Release Date: June 2011

changeling_dream-329x501Summary (author’s website):

In times of stress Jillian Descharme has always found calm in her dream of a great white wolf with haunting blue eyes. But she is startled when the visions return and this time seem so real. Late at night he comes to her, speaks to her, touches her.

Thirty years ago James Macleod lost his wife and unborn child to a killer bent on destroying the Changelings. Though he longed for death, his animal instinct fought for survival and James has been a wolf ever since. Yet now a woman has reawakened the man in him, taming wild
instincts but arousing still wilder needs. With his ancient enemy hunting the legendary white wolf, James must fight for new life, new hope, new love.

My Thoughts:

…yeah… plot? Not so much. Enjoyable characters? Not exactly. Story before sex? Heck no.

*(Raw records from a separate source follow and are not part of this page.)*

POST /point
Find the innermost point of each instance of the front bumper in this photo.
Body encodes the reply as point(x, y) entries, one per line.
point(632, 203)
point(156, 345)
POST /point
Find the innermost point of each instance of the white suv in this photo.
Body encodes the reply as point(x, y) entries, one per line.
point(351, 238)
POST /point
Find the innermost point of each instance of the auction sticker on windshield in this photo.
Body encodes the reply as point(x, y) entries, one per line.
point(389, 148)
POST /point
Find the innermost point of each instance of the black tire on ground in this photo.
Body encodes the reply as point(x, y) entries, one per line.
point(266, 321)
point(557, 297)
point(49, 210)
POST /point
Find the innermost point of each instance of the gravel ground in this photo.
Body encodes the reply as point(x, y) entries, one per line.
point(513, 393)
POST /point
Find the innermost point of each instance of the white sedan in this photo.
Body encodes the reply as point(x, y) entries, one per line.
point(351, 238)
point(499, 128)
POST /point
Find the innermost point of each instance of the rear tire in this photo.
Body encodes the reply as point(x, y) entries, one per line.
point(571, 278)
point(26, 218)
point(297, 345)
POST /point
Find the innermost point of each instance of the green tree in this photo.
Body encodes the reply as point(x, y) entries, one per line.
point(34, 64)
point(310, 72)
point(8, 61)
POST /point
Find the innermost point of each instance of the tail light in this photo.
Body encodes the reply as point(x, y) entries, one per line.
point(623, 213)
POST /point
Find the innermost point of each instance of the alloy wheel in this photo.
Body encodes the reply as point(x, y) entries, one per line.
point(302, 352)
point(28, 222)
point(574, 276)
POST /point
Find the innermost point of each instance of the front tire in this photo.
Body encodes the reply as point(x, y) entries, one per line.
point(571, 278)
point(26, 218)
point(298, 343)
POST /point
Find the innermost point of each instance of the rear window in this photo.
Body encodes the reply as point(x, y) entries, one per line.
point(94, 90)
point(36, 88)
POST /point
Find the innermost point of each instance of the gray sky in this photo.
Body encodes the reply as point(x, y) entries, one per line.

James Macleod is incredibly broody… Jillian Descharme is ridiculously dense when it comes to men and apparently has absolutely no sense of self-preservation (which doesn’t make logical sense considering her tragic past). This book meanders along without a real villain or sense of direction until the “climax” at the end (though there are plenty of “climaxes” throughout, if you know what I mean… sigh) which seems tacked on, like “oh yeah, we need to have something bad happen and some kind of resolution… okay, here’s a gun and an angry dude, *ta-da*!”

And if you didn’t get my not-subtle-in-any-way hint in the previous paragraph, the book just seems to glide from sex scene to sex scene, without particular concern for story. It was frustrating, and I felt like I was reading a different book from a different author. Not to mention my disappointment that we’d switched main characters from the first book. I wanted more Zoey and Connor!!!

Ultimately, I don’t know if I’ll read the third book. I might page through it in hopes that it’s more like the first, but I’ll put it down quickly if it doesn’t go anywhere. But I would definitely recommend Changeling Moon to fans of paranormal romance, if you can get used to Harper’s writing style and accept the fact that you’ll never read the word ‘wolf’ again without wanting to gouge your eyes out.

Verdict: Read book one, leave book two on the shelf.

About the Author

daniharperDani Harper, author of Changeling Moon, writes paranormal romance, blogs about the paranormal, watches paranormal TV and movies, and reads paranormal books of almost any kind. So it’s only natural that werewolves, faeries, ghosts and other supernatural creatures populate her stories. She lives on an island in Southeast Alaska with her fisherman husband. Her stories get written on land or at sea with the help of her executive secretary, Fiona the Pug.